Rongga dadanya terbuka, tulang rusuk logam melindungi jantung berdaging yang masih berdenyut.

Tapi darah yang dipompa berwarna biru!

Empat kaki, satu milik manusia, satu lagi milik hewan tak dikenal, dua lainnya adalah logam yang tertutup sebagian daging.

Otot-otot berdarah di atas logam itu masih berdenyut.

Ini benar-benar... monster!

“Bunuh... bunuh aku.”

Makhluk itu merintih kesakitan, menggeliat.

Ternyata ia memang ingin mati.

Pantas saja nekat menabrakkan diri ke mobil.

Sayang, kini sebagian besar tubuhnya sudah menjadi kerangka logam keras, sehingga ia masih bisa bertahan hidup.

Raut Xia Chuluo tampak tegang, jelas ini pertama kalinya ia melihat monster semacam itu.

“Manusia diubah jadi android?”

Keduanya saling bertatapan, pikiran mereka sama.

Belum selesai satu masalah, muncul masalah lain.

Kasus Li Jian saja sudah bercabang dua, kini malah muncul masalah yang lebih pelik.

Gabungan daging berdarah dan mesin, di kehidupan sebelumnya Lu Wen hanya pernah melihatnya di beberapa permainan video.

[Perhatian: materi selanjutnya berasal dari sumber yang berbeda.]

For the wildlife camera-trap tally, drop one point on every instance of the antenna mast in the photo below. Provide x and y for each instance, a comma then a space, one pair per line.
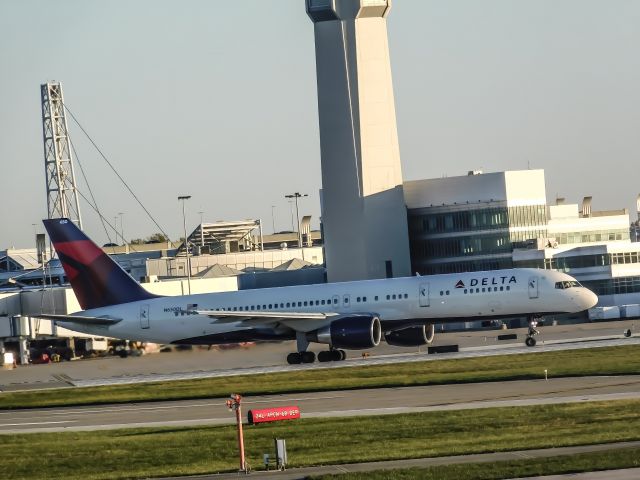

Tak lama kemudian, ambulans datang.

Para petugas medis jelas terkejut, tapi tetap mengedepankan sumpah menyelamatkan nyawa, mereka mengangkat makhluk itu ke atas tandu.

Monster itu sangat berat, kerangka logam solid, Lu Wen pun ikut membantu mengangkatnya.

Setelah ambulans pergi, mereka kembali ke dalam mobil.

Melihat jam, sudah hampir tengah malam.

“Ayo, ke bengkel mesin, tanya Yun Yang apa mobil ini masih bisa diperbaiki.”

Bengkel mesin, bukan bengkel mobil biasa.

Bengkel kecil ini memang utamanya memperbaiki robot.

Meski Merah Biru menguasai hampir seluruh pasar, masih ada beberapa usaha kecil yang bertahan di sela-sela, meski mereka tak mampu membuat android yang lolos uji Turing, tapi mereka tetap berusaha membuat robotnya makin cerdas.

“Kalian... kecelakaan?” Yun Yang terkejut melihat mereka kembali.

Padahal Lu Wen adalah android, mengemudi harusnya lebih aman dari manusia biasa.

“Ceritanya panjang,” Lu Wen mengangkat bahu, “mobil ini masih bisa diperbaiki?”

“Bisa, tapi akan memakan waktu. Selain ganti bemper, harus buka kap mesin cek dalaman, pekerjaannya cukup rumit, kalian...”

“Kami menginap di sini malam ini,” sahut Xia Chuluo tenang, seolah sudah diputuskan.

Malam berbintang begitu indah.

Tapi di dunia ini, bintang sulit sekali terlihat.

Malam yang langka, tak perlu khawatir akan di-restart.

Lu Wen tadinya ingin tidur nyenyak malam ini.

“Lu Wen, naikkan suhu tubuhmu, aku mau bersandar sebentar.”

Android berjalan kini menjelma penghangat tubuh manusia.

Mereka duduk di bangku luar bengkel mesin.

Di belakang cahaya lampu yang terang benderang.

Di depan hanyalah jalanan sepi.

Dan lebih jauh hanyalah bayang-bayang samar.

Lu Wen melepas jaket, menyelimuti Xia Chuluo, menaikkan suhu tubuhnya sedikit.

Hanya dalam tidur nyenyak, gadis ini benar-benar bisa melepaskan kerutan di keningnya.

Seandainya kedua orang tuanya tak meninggal, pasti masa kecilnya akan bahagia. Seandainya Lu Wen tak terlahir kembali, mungkin mereka takkan pernah bertemu.

Tapi hidup tak mengenal kata ‘seandainya’, hanya ada akibat dan hasil.